Сдайте удостоверение и оружие старшему лейтенанту Сазонову…» — «Я хотел бы знать, какое я совершил преступление, чтобы меня арестовали?!» Гуськов вытащил заготовленный ордер на арест и обыск. Волков скользнул глазами по бумаге и снова спросил: «Так здесь не сказано, за что…» — «Все узнаете потом, во время следствия». — «Какого следствия, я ни в чем не виноват!» — «Следствие разберется во всем, а сейчас сдайте партбилет Коробову и пойдете с нами». — «А что, меня из партии исключают?» — «Если следствие установит вашу виновность». — «Но ведь это должно решать общее собрание». — «Обязательно, — с издевкой в голосе бросил Гуськов и добавил: — А сейчас ваш парторг и замполит полка дали согласие на ваш арест». — «Ну, а как же мои вещи, письма?!» — «Сейчас пошлем кого-нибудь в роту». — «Но я хотел бы сам…» — «Нет, Волков, посидите с нами, вещи ваши принесут», — уже жестко сказал Гуськов.

Через полчаса они вышли с Волковым: впереди шел Гуськов, за ним чуть побледневший политрук с маленьким чемоданчиком и позади них шел Сазонов, пораженный будничной обстановкой ареста человека, мысли и чаяния которого он тайно разделял! И теперь, подавленный случившимся, шел за ним, чувствуя угрызения совести и оправдывая себя тем, что инициатива разработки и ареста были в руках его начальника. Но это было слабым утешением для совестливого Сазонова. И он надолго запомнит этот хмурый ноябрьский день, холодные руки арестованного, из которых он принял его оружие, — из рук уже бывшего боевого офицера, бывшего политработника, а ныне подследственного — гражданина Волкова.

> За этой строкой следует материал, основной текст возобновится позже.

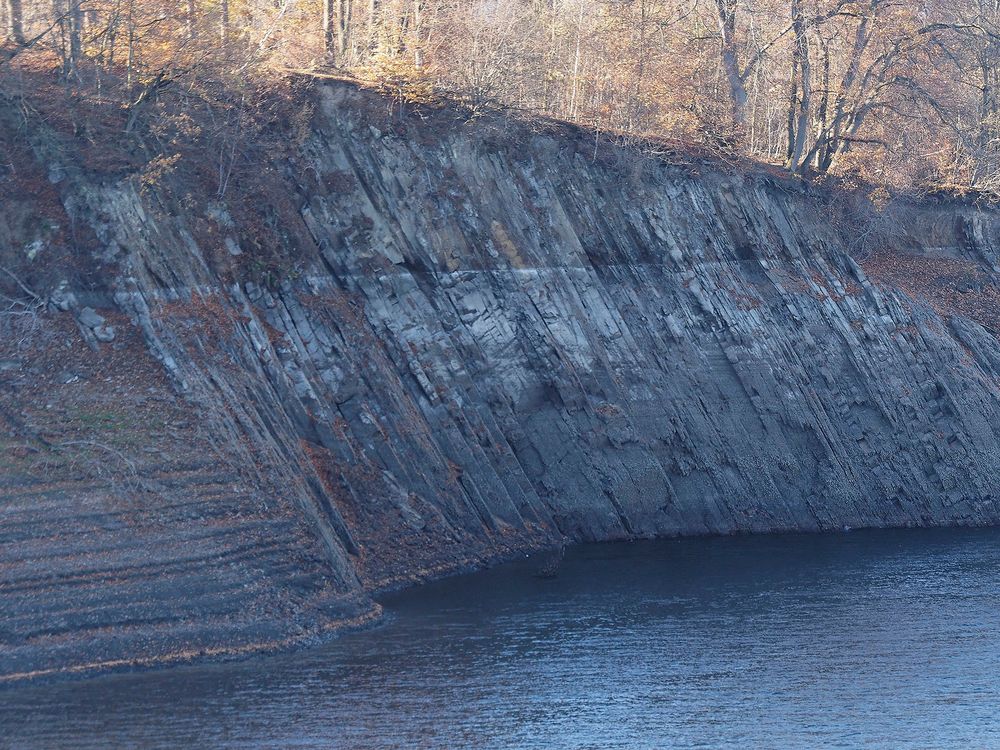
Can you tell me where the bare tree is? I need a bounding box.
[714,0,749,130]
[322,0,334,61]
[785,0,811,169]
[321,0,351,64]
[185,0,196,40]
[48,0,85,78]
[5,0,24,45]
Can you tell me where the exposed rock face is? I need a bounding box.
[4,81,1000,682]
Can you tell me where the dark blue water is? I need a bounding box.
[5,528,1000,749]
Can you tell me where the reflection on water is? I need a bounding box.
[6,528,1000,749]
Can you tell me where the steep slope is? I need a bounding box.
[4,80,1000,682]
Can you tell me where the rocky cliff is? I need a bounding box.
[4,80,1000,683]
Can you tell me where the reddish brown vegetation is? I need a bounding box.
[862,252,1000,336]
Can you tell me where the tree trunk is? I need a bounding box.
[69,0,83,69]
[785,33,799,165]
[714,0,748,132]
[185,0,196,40]
[631,0,648,132]
[51,0,83,78]
[322,0,335,63]
[366,0,378,56]
[220,0,229,46]
[410,0,420,67]
[127,0,136,89]
[569,0,583,118]
[812,38,831,168]
[786,0,812,171]
[977,39,999,157]
[338,0,352,61]
[5,0,24,45]
[814,1,874,171]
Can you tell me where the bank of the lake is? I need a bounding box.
[5,527,1000,749]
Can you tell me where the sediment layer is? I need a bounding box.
[4,81,1000,682]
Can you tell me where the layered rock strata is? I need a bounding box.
[4,82,1000,681]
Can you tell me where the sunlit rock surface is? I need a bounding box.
[4,81,1000,682]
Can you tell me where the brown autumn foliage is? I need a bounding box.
[3,0,1000,199]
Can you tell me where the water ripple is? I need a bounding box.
[5,528,1000,749]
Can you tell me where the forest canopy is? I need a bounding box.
[3,0,1000,197]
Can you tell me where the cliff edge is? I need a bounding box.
[4,80,1000,682]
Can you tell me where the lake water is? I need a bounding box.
[5,528,1000,749]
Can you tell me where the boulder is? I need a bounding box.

И сейчас Дмитрий Васильевич невольно вздрогнул, вспомнив, что Волков трибуналом дивизии был осужден к десяти годам лишения свободы. Десять лет! Это звучало как вечность. Он еще надеялся, что бывшего политрука отправят в штрафной батальон, как это обычно было с осужденными в действующей армии. Сазонов думал, а вдруг еще разберутся, и что-то изменится — он не знал, что циркуляром Военной коллегии Верховного суда СССР по всем военным трибуналам было предписано: «…лица из числа военнослужащих и вольнонаемного состава, в действиях которых установлены признаки преступлений, предусмотренных ст. 58 УК РСФСР, подлежат направлению для отбытия наказания только в исправительно-трудовые лагеря НКВД СССР…» Никакой надежды, что Волков может смыть кровью свое преступление перед советской властью, не оставалось — только лагерь и долгая «десятка». Эта статья не подлежала никаким амнистиям и помилованиям. Гуськов, потирая руки, говорил: «Мало ему дали, но ничего, «десятка» тоже неплохо. Если жив останется, будет долго помнить и другим закажет, как антисоветчиной заниматься! Вот, Сазонов, такие дела! Правда, я тебе доппаек проспорил бы, на «вышку» он не потянул, но ты сам спорить отказался».

Время близилось к полуночи, и Дмитрий Васильевич чувствовал, как усталость подкрадывается от самых ног к шее; ему казалось, что и свет от лампы стал хуже, и глаза стало ломить от беспрерывной внимательной читки. На душе вроде все было покойно, но, вспомнив про своего заместителя, он почувствовал горечь досады. Как ему недоставало надежного, открытого, близкого по духу человека! Но все предыдущие и сегодняшний день показали неуживчивость, мелочность натуры Бондарева. И опять вспомнил многое, чему раньше не придавал значения — его дружбу с начальником политотдела дивизии майором Кузаковым, недавно переведенным из аппарата Члена Военного Совета N-ской армии. Ходили слухи, что он долгое время был порученцем у Члена Военного Совета генерала Кудрявцева. Время и должность наложили отпечаток даже на его внешность. В присутствии начальства — почтительно согнутая спина, лицо с полуулыбкой и глаза с выражением выжидательной услужливости и почтительности, как у матерого старшины-служаки на инспекторской проверке.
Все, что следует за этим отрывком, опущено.